In this class definition, we define that the class instances are used to define the observations of acceleration made by accelerometer sensors. The output of these sensors is represented using the class AccelerationSensorOutput.

 <owl:Class rdf:about="#AccelerationSensorOutput">
   <rdfs:label>Acceleration sensor output</rdfs:label>
   <rdfs:comment>A class describing sensor output for acceleration measurements. Properties ssn:hasValue and ssn:isProducedBy are
                 restricted accordingly.</rdfs:comment>
   <rdfs:subClassOf rdf:resource="http://purl.oclc.org/NET/ssnx/ssn#SensorOutput"/>
   <rdfs:subClassOf>
     <owl:Restriction>
       <owl:onProperty rdf:resource="http://purl.oclc.org/NET/ssnx/ssn#hasValue"/>
       <owl:allValuesFrom rdf:resource="#AccelerationValue"/>
     </owl:Restriction>
   </rdfs:subClassOf>
   <rdfs:subClassOf>
     <owl:Restriction>
       <owl:onProperty rdf:resource="http://purl.oclc.org/NET/ssnx/ssn#isProducedBy"/>
       <owl:allValuesFrom rdf:resource="#Accelerometer"/>
     </owl:Restriction>
   </rdfs:subClassOf>
 </owl:Class>
 

Then, having these subclasses, we can represent the results produced by our accelerometer. For example, it captured a movement of the knife with the acceleration of 0.98g.

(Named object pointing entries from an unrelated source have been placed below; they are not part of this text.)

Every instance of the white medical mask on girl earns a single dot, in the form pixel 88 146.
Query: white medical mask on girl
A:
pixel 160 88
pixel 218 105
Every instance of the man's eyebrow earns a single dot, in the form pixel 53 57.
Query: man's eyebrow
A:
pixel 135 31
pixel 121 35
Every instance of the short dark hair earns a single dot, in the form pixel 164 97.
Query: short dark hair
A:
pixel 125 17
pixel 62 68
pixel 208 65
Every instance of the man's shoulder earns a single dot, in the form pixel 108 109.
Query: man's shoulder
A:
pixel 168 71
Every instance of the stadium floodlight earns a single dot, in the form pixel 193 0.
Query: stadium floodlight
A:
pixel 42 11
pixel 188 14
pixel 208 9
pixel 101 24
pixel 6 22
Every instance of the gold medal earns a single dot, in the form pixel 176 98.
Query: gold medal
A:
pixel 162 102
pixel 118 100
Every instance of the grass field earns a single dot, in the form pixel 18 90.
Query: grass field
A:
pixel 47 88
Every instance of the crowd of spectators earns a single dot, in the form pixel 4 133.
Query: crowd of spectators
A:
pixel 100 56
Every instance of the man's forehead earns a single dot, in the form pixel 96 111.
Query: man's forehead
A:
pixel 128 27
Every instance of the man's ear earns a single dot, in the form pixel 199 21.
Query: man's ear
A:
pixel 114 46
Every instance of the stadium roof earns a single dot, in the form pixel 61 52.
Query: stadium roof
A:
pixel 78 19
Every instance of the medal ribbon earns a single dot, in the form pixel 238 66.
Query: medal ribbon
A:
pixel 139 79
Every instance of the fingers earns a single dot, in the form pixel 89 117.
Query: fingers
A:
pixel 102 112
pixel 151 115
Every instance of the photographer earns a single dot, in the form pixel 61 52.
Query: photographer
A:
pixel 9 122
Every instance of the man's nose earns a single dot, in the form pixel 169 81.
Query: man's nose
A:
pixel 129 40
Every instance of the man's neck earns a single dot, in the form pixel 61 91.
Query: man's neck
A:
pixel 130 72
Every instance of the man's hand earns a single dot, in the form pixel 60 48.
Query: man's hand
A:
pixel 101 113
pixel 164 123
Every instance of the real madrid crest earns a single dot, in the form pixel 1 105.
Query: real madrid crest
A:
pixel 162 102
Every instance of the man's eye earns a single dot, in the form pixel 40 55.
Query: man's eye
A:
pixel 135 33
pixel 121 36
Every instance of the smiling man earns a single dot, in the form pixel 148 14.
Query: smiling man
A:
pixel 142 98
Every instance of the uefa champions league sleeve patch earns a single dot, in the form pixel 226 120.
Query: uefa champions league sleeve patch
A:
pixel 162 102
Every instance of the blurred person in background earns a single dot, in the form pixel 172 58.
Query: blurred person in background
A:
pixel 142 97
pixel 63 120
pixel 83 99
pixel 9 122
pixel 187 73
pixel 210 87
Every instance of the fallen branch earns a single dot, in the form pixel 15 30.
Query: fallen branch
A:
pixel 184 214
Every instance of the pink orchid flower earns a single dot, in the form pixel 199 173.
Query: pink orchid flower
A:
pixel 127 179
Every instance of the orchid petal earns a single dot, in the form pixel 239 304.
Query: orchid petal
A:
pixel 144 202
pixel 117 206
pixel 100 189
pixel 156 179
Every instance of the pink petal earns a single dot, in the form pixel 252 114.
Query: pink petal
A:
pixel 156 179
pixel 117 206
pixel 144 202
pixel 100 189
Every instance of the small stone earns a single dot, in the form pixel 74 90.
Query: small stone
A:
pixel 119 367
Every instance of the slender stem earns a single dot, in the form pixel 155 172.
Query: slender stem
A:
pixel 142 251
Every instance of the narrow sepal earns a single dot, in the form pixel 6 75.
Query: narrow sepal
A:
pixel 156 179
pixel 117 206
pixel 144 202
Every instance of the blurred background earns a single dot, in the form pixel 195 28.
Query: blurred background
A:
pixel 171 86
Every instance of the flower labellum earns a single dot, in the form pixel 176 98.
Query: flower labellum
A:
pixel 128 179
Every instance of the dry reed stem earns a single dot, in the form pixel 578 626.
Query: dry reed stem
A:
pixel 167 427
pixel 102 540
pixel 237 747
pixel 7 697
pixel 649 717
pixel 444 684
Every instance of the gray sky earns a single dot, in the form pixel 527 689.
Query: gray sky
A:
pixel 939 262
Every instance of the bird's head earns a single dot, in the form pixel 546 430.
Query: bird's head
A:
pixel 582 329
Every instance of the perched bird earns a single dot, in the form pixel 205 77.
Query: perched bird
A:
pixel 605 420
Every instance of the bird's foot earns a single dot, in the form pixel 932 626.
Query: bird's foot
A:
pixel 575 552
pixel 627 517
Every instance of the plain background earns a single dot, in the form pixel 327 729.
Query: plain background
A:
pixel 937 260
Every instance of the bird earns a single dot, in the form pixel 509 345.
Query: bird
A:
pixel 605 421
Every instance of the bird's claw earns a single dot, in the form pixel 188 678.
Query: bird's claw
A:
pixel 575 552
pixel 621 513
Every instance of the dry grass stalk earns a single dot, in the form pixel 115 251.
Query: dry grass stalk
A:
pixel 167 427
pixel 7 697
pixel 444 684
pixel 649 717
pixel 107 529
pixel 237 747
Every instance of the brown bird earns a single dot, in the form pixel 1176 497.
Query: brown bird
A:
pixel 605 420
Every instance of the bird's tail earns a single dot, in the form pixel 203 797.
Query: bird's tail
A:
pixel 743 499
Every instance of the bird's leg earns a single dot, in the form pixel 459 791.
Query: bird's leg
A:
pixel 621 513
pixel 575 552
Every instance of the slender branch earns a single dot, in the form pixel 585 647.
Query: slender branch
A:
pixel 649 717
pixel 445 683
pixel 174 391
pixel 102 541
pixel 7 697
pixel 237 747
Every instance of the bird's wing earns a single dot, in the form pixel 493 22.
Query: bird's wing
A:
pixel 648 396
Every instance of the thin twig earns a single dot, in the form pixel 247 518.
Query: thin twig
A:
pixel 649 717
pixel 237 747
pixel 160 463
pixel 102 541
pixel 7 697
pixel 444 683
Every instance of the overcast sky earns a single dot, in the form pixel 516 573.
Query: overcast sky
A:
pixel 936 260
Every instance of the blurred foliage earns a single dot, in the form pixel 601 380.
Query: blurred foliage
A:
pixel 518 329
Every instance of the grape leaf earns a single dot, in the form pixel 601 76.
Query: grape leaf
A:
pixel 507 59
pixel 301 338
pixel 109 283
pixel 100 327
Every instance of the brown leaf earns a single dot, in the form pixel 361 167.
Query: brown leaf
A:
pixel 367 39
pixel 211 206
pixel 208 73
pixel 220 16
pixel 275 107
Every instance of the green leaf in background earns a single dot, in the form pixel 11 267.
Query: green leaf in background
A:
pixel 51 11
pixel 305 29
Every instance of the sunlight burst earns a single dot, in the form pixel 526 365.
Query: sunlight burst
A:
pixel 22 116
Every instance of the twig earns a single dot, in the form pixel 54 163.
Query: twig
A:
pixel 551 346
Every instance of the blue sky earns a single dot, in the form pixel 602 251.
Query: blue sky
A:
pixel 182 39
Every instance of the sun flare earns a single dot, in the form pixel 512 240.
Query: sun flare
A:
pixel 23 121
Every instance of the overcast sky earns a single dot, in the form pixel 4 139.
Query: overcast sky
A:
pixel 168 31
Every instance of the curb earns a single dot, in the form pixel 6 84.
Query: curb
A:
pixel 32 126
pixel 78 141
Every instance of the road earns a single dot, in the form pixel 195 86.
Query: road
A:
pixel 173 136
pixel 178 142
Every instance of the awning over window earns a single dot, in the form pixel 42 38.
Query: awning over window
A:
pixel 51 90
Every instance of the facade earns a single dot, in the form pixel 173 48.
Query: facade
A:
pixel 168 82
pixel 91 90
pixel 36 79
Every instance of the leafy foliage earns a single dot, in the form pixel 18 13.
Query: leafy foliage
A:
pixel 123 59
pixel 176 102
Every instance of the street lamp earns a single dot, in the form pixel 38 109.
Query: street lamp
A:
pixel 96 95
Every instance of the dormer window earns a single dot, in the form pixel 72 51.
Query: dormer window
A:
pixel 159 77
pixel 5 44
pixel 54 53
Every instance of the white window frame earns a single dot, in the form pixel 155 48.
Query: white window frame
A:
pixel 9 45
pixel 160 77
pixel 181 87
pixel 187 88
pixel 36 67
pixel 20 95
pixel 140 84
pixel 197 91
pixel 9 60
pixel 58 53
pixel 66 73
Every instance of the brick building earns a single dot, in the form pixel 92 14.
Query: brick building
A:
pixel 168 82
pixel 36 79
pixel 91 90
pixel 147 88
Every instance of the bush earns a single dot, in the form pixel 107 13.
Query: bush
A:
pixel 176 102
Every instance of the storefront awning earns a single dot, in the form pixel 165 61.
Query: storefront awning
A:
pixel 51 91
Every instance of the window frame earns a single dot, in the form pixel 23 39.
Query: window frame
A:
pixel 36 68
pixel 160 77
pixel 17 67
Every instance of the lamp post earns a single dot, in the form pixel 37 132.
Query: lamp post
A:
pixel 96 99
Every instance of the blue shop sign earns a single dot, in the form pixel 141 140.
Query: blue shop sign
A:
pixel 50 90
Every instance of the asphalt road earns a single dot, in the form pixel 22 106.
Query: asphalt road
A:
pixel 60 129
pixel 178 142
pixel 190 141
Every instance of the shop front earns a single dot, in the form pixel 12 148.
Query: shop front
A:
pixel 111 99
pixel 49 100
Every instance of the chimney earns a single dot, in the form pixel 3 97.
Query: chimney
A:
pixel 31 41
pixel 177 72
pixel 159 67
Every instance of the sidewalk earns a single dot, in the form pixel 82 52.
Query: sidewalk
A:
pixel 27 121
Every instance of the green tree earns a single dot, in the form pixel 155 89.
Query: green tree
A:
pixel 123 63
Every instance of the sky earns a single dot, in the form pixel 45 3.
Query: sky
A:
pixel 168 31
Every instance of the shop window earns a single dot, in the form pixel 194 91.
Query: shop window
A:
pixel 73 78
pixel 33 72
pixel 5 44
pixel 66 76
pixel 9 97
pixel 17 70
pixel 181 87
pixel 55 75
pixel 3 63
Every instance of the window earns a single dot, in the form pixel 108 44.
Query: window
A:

This observation can be encoded using the following three instances:

 <owl:Thing rdf:about="#KnifeCuttingObservation_435782677">
   <rdf:type rdf:resource="#AccelerationObservation"/>
   <rdfs:comment>An example of the acceleration observation produced by our ExampleWiTilt30Accelerometer. </rdfs:comment>
   <ssn:observationResult rdf:resource="#KnifeSensorOutput_2355676"/>
   <ssn:featureOfInterest rdf:resource="#Knife_123"/>
   <ssn:observedBy rdf:resource="#ExampleWiTilt30Accelerometer"/>
 </owl:Thing>
 ...
 <owl:Thing rdf:about="#KnifeSensorOutput_2355676">
   <rdf:type rdf:resource="#AccelerationSensorOutput"/>
   <rdfs:comment>An example of the acceleration sensor output produced by our ExampleWiTilt30Accelerometer. </rdfs:comment>
   <ssn:isProducedBy rdf:resource="#ExampleWiTilt30Accelerometer"/>
   <ssn:hasValue rdf:resource="#ZAxisAccelerationMeasurementValue"/>
 </owl:Thing>
 ...
 <AccelerationValue rdf:about="#ZAxisAccelerationMeasurementValue">
   <hasQuantityValue rdf:datatype="&xsd;float">0.98</hasQuantityValue>
 </AccelerationValue>
 

The measurement value is expressed using the class AccelerationValue defined as a subclass of the class ssn:ObservationValue (see section Measurement Capability). In this example, the accelerometer (expressed by an instance #ExampleWiTilt30Accelerometer) measures the acceleration of the knife to which it is attached (#Knife_123). Thus, #Knife_123 plays the role of the feature of interest. In general, a feature of interest can be any real-world object the properties of which are observed by a sensor. This can be, e.g., a geographical point (for weather sensors), a piece of equipment (for diagnostic sensors), etc.